Some Grief Exercises for Continuous Healing

Step Up For Mental Health @ Some Grief Exercises for Continuous Healing

Does Grief Expire?

It's been nearly three years since losing my dad, and sometimes it takes less than a second that i can start crying when my eyes fall across his inside a picture. Because my eyelids have grown to be dams, my fear of the inability to stop takes over. On the seat of fear sit my recurring questions: Can one be grieving? What are the differences between grieving and mourning? Performs this mean I should've taken more time from items to feel the loss?

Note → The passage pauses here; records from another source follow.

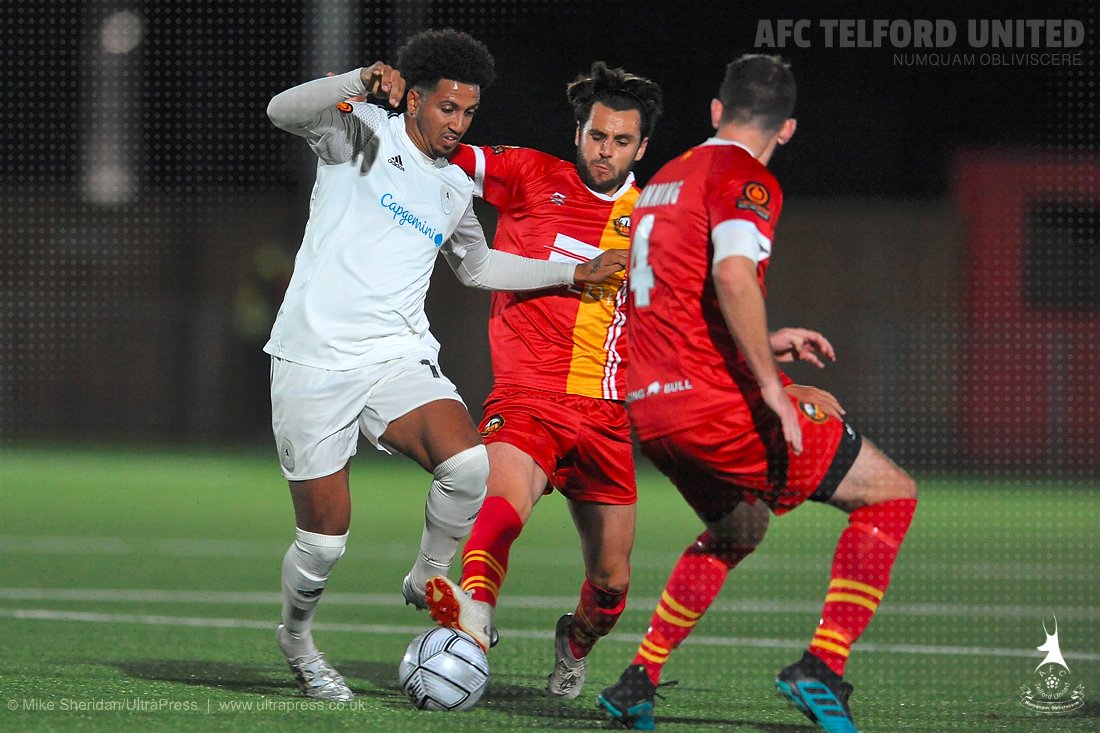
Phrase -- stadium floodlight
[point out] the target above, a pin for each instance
(112, 141)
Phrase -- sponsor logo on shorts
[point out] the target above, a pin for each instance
(655, 389)
(492, 425)
(286, 455)
(813, 413)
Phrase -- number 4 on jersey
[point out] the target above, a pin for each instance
(641, 275)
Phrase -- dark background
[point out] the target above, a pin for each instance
(868, 126)
(144, 318)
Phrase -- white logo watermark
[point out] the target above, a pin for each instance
(1054, 690)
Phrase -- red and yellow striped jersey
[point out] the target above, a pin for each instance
(569, 339)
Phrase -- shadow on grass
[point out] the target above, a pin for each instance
(517, 698)
(274, 680)
(510, 697)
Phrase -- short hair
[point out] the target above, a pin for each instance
(758, 89)
(618, 90)
(429, 56)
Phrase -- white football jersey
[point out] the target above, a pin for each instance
(380, 214)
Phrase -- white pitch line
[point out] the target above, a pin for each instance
(534, 602)
(79, 616)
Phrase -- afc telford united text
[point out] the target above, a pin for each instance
(922, 33)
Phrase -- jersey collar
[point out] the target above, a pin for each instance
(719, 141)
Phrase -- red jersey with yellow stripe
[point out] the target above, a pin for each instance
(569, 339)
(684, 361)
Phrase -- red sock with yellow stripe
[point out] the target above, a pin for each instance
(594, 617)
(485, 556)
(861, 565)
(692, 587)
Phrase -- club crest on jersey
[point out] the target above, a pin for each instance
(813, 413)
(492, 425)
(755, 197)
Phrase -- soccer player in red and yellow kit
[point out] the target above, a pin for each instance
(714, 413)
(556, 418)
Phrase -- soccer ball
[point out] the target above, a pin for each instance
(443, 669)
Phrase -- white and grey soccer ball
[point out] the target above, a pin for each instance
(443, 669)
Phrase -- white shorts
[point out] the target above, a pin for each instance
(317, 413)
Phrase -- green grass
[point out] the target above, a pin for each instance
(146, 579)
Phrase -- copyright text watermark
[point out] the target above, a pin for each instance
(171, 706)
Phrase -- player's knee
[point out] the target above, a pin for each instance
(901, 485)
(315, 554)
(729, 549)
(464, 473)
(611, 578)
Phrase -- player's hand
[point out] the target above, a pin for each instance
(824, 400)
(603, 266)
(776, 397)
(801, 345)
(384, 81)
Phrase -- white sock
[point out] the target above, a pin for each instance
(306, 568)
(453, 501)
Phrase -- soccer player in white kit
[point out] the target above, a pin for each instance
(350, 348)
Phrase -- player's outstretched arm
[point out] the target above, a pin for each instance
(299, 109)
(476, 265)
(801, 345)
(603, 266)
(741, 303)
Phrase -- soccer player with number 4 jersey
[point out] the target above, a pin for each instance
(556, 417)
(714, 413)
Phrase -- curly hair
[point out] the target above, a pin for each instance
(617, 89)
(429, 56)
(758, 89)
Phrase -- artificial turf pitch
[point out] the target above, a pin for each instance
(139, 591)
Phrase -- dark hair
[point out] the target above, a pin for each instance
(432, 55)
(618, 90)
(758, 88)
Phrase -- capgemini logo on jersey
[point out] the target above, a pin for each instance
(405, 217)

When the possible lack of Answers Offers Something Better

When I pick up Kubler-Ross's book “On Grief and Grieving” I ask out loud, virtually towards the book itself, “Is there a webpage that has the expiration date for grief?” In certain examples of 5 stages (denial, anger, bargaining, depression, and acceptance) you will find different time frames. One person moves from depression to acceptance within a few years. Another starts crying ten years after losing her family member. Others linger within the phase of either anger or depression. (Something we don't want to do.)

So, Where shall we be held?

Ross can’t give me concrete answers, but what the book has is guidance on creating some tools which help me to carry on healing. Healing from grief is much like creaming hands – feeding skin nourishment just once does not mean we're done. Each day, a set of hands has different qualities (soft, warm, cold, dry, or dehydrated), and that we need to have a tendency to those qualities. The same can probably be said for the grieving mind: we need to tend to all stages of our loss.

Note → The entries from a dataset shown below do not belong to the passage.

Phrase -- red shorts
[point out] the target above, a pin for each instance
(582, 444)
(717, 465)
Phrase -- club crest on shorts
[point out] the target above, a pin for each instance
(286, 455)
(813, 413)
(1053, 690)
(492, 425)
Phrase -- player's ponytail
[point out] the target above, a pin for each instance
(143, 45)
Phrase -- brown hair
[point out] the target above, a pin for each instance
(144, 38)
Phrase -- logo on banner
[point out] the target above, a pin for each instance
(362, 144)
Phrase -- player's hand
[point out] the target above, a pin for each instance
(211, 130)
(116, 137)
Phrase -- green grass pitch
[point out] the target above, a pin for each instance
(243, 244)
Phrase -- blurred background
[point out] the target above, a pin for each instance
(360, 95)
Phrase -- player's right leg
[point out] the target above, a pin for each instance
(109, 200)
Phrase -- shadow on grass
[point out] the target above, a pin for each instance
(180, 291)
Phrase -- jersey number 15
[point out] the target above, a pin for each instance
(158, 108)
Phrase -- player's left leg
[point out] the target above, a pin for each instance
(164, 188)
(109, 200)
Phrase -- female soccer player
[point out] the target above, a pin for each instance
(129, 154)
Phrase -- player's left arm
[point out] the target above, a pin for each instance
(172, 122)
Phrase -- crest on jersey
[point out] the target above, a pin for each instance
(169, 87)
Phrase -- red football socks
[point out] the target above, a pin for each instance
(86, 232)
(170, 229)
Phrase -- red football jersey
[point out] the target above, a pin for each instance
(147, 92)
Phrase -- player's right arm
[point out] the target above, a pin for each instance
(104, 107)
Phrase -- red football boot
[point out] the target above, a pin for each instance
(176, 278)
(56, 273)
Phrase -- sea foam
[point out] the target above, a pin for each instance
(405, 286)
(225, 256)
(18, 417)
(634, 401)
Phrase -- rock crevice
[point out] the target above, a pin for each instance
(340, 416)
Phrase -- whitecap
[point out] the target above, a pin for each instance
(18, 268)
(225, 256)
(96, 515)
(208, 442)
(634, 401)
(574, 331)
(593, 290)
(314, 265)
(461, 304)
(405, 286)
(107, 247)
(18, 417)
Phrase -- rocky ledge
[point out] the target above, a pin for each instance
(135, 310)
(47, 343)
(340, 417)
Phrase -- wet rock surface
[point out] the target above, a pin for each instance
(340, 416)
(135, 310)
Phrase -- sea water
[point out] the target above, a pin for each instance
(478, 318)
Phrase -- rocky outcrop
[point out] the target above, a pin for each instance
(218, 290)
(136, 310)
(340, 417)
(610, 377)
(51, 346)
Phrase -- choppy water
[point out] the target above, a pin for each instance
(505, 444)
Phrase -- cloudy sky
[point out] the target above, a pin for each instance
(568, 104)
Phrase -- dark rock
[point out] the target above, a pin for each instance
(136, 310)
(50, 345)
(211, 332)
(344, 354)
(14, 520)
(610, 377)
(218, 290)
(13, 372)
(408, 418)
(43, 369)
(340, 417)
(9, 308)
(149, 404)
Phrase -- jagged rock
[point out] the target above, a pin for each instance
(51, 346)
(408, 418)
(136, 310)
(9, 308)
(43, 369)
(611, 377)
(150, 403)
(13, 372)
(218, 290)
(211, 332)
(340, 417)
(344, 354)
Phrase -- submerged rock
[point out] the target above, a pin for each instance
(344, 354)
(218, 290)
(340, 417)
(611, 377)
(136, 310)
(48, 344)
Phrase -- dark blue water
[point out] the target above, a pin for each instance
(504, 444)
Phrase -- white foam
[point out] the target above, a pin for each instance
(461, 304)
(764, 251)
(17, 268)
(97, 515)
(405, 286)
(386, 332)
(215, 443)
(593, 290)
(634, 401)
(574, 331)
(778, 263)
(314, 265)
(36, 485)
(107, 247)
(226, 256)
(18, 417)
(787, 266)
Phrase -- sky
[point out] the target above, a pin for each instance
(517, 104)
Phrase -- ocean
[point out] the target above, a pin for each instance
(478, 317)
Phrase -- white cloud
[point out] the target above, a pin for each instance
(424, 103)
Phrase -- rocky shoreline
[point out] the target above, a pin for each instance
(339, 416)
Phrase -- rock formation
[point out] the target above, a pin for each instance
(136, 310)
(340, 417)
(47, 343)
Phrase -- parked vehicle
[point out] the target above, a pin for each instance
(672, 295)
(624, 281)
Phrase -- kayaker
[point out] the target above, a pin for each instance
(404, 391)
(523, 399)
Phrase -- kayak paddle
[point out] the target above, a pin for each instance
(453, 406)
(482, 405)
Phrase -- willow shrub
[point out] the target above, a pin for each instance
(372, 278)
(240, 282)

Here is really a set of grief exercises inspired through the book:

  1. Tell the storyline: When something exciting or traumatic happens to us, we tell many people about this. We repeat it. This is part of our continuous healing. Our mind is behind since the event happens so quick and that we find it difficult to seem sensible from it. If people who are around you grow fed up with hearing your story, tell yourself the storyline in the mirror, type it, and handwrite it. Expressing what we don't understand diversely might help us come to an awareness.
  2. Acknowledge the hidden pockets of loss: Ross talks a lot concerning the other losses that include the loss of a family member. I believe of these as pockets on the heavy coat of grief: one pocket holds the lack of routine experiences, the current void, and also the foreseeable losses on special events. This can be a pocket of your time – the loss of the past, present, and future with the family member. My exercise for exploring these losses is to write a scene from each time frame that includes my dad. Making each a peaceful scene, I imagine what it looks like. At the end of the day, the actual and fantasized scenes are gifts from myself to myself in grief.
  3. List your personal stages of grief: Reading with the summaries of each of the five stages of grief forces me to pause a great deal. I'll hug the book and sparks of me 3 years ago come to mind. These “sparks” turn into a listing of where I see myself coping with the stages: the moment, handling tools in the spare room, when I experienced denial; a minute of stillness within the living room after i experienced bargaining. Even if I wasn't sure if something was “acceptance” or “depression” I attributed a name as to the I had been feeling in those moments.
  4. See Your “Selves”: You will find the losses in various time frames there is however also a lack of the old self. This self knows innocence and can’t know this level of sadness. Vulnerability gets control inside a “new self.” I think staring at the new and old selves together inside a mirror could be a powerful healing tool. Though the same eyes happen to be through innocence and sadness, what has changed about the subject? Has got the skin written a brand new self with lines?

Be on the Lookout

“On Grief and Grieving” states that we might revisit stages through time. As frustrating as it is to see that there is no expiration date on grief, it is only as comforting to understand we're constantly growing as we undertake life, and for that reason, healing tools that weren't accessible to us before may become accessible to us now.